San Sebastián has a new Michelin star! The predictions were true. In September this year, we visited restaurant Amelia, which was rumored to be one of the hottest new eateries in town. Chef Paulo Airaudo is of Italian descent and used to run a successful one Michelin-starred trattoria in Geneva in Switzerland called La Bottega. Thus, the world of fine dining was far from new to him when he decided to leave his first star behind to open his very own dream place in the Basque culinary capital of Donostia-San Sebastián. Today, he was rewarded with one Michelin star just seven months after opening.
A Long Time Ago in a Galaxy Far, Far Away …
Restaurant Amelia is a modern fine dining restaurant with 28 seats, located in a quiet part of San Sebastián, near the El Buen Pastor Cathedral (beautiful, by the way, don’t miss it). What does modern mean in this case? Well, at Amelia they serve a tasting menu, focused on seasonal, sustainable, top quality produce, from small producers – and it’s all paired with natural wines! Sounds familiar? Fear not, Airaudo knows how to give it a signature of his own.
Personal style is a keyword for the food, wine, and even the interior of the restaurant. It shouldn’t take you long to discover that Paulo is a huge Star Wars fan. The face of Darth Vader meets you at the reception counter, a full-scale lightsaber hangs on the wall, paintings of the dark lord and his stormtroopers decorates the wall. At the end of the meal, you even get a stormtrooper-shaped chocolate petit-four (similar to The End at Geranium, which varies between a skull and a stormtrooper).
Locally Produced Txakoli & Natural Wines
There are two ways to dine in San Sebastián. You either visit one of the area’s many Michelin-starred restaurants or you snack your way from pintxos bar to pintxos bar like the locals do. This evening, we felt like a bit of both worlds and started early in the evening with some nibbles and zuritos (local name for a small beer). When we arrived at Amelia, later on, we were still in the pintxos mindset and asked for a glass of txakoli as an aperitif. Txakoli is a locally-produced, gently sparkling wine.
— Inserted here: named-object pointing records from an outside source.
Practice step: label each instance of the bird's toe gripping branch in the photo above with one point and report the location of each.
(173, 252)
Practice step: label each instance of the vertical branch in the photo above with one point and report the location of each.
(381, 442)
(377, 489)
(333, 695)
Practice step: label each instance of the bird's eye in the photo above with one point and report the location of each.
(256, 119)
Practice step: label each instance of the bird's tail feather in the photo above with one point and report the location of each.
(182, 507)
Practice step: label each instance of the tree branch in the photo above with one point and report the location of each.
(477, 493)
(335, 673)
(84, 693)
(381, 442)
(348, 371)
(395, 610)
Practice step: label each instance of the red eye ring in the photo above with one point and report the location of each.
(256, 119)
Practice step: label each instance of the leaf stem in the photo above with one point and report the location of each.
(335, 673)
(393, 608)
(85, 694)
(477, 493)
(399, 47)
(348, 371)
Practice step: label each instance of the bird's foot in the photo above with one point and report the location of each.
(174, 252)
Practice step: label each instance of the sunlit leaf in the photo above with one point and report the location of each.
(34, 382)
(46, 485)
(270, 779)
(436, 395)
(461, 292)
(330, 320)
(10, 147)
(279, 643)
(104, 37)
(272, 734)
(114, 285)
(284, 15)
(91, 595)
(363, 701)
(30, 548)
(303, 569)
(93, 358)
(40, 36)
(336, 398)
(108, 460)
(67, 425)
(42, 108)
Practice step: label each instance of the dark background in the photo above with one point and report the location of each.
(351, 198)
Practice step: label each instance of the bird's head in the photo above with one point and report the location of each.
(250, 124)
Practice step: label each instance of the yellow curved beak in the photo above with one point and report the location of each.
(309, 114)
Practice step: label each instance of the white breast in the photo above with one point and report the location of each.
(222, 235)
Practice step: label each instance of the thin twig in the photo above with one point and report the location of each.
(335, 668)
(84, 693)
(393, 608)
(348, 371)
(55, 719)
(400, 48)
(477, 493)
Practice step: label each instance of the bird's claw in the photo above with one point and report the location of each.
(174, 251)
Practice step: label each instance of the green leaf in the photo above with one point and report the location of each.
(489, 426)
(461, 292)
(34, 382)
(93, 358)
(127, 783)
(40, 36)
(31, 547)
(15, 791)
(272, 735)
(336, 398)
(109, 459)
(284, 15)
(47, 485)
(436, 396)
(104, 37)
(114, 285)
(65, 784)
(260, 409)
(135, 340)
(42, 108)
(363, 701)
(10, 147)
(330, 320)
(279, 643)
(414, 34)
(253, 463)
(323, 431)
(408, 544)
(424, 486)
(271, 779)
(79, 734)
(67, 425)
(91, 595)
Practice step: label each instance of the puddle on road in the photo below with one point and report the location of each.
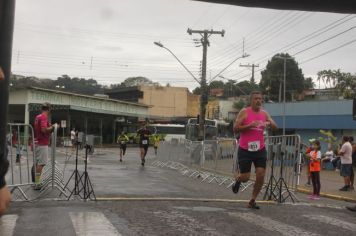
(201, 208)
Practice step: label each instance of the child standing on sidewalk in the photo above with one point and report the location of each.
(314, 166)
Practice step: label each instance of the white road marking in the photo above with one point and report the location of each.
(332, 221)
(92, 224)
(272, 225)
(7, 224)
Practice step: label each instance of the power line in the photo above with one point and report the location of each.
(329, 51)
(309, 37)
(272, 33)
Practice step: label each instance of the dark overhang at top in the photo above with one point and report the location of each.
(337, 6)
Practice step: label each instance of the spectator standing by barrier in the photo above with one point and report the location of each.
(156, 140)
(5, 195)
(122, 140)
(353, 157)
(346, 163)
(307, 151)
(251, 123)
(314, 167)
(73, 138)
(43, 129)
(354, 165)
(328, 156)
(144, 135)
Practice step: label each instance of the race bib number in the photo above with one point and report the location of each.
(254, 146)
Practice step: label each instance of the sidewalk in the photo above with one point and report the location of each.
(331, 182)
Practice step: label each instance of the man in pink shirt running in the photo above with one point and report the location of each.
(43, 131)
(251, 123)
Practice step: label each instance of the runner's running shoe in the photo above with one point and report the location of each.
(236, 186)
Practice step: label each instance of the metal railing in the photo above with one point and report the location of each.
(215, 161)
(21, 159)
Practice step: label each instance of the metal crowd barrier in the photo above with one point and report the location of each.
(52, 177)
(21, 158)
(215, 161)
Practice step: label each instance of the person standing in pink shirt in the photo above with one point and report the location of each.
(251, 123)
(42, 131)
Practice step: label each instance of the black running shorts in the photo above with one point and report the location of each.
(246, 158)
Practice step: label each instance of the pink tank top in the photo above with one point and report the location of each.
(253, 139)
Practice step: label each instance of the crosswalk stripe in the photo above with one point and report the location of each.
(272, 225)
(332, 221)
(7, 224)
(92, 224)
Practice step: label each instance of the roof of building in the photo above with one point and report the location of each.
(81, 95)
(329, 114)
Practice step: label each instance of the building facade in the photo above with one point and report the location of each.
(99, 116)
(309, 117)
(164, 102)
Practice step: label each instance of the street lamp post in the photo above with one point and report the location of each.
(242, 91)
(285, 58)
(159, 44)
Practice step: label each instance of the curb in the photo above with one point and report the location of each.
(328, 195)
(179, 199)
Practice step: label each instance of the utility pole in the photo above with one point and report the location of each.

Very light and refreshing. I love it. What’s great about the cellar at Amelia is that they’ll serve almost any wine by the glass. I suspect due to a Coravin.
A drink you always have to decide upon in a restaurant setting is water. I prefer sparkling water (which weirdly enough is an acquired taste for most), but Hedda likes still water, so we always ask for different ones. In this case, we got one big bottle of water each – San Pellegrino and Acqua Panna respectively. At restaurant Amelia, they put the bottles on the table, so you can help yourself when needed. Just because they’re aiming for the stars, doesn’t mean they have to feed you with a spoon. Initially, our plan was to stick with water (after the txakoli) throughout this meal, but the sommelier soon managed to convince us differently. Perhaps due to a large selection of natural wines.
A Well-Deserved Michelin Star
An acidic and edgy starter of black garlic, onions, and pickles woke us up at the start of the meal, and was followed up by a summer langoustine in tomato essence with beach herbs. As a Norwegian, I am spoiled with humongous langoustines, so the size of this one did not impress me. The dish was good, though! The bread serving, however, was one of the best this year. A wonderful sourdough bread, with a thick, crispy crust, came with three different spreads: butter, chicken liver paté, and my favorite; olive oil. The latter must have been stirred with agar powder or something similar, because the consistency was like a gel. Very interesting texture and it even lifted the taste.
The top dish at restaurant Amelia this evening was a plate with scallops and Rossini caviar, with vanilla oil and sea herbs. Top quality products and a magical combination of vanilla and sea herbs were enough to make a winning dish. All the remaining savory courses were delicious, and much in line with what you should expect from a one-Michelin-starred restaurant. With chicken wings, crispy chicken skin, and a heavenly reduced sauce of chicken stock being the most standout dish among the main courses. A dessert of lemon curd, meringue, crème fraîche, and dill was right up my alley and triumphs in the sweet section. Finally, a perfectly caramelized, sticky, warm canelés to go with the coffee, and I was sold.
Congratulations to chef Paulo Airaudo and his team. Well deserved!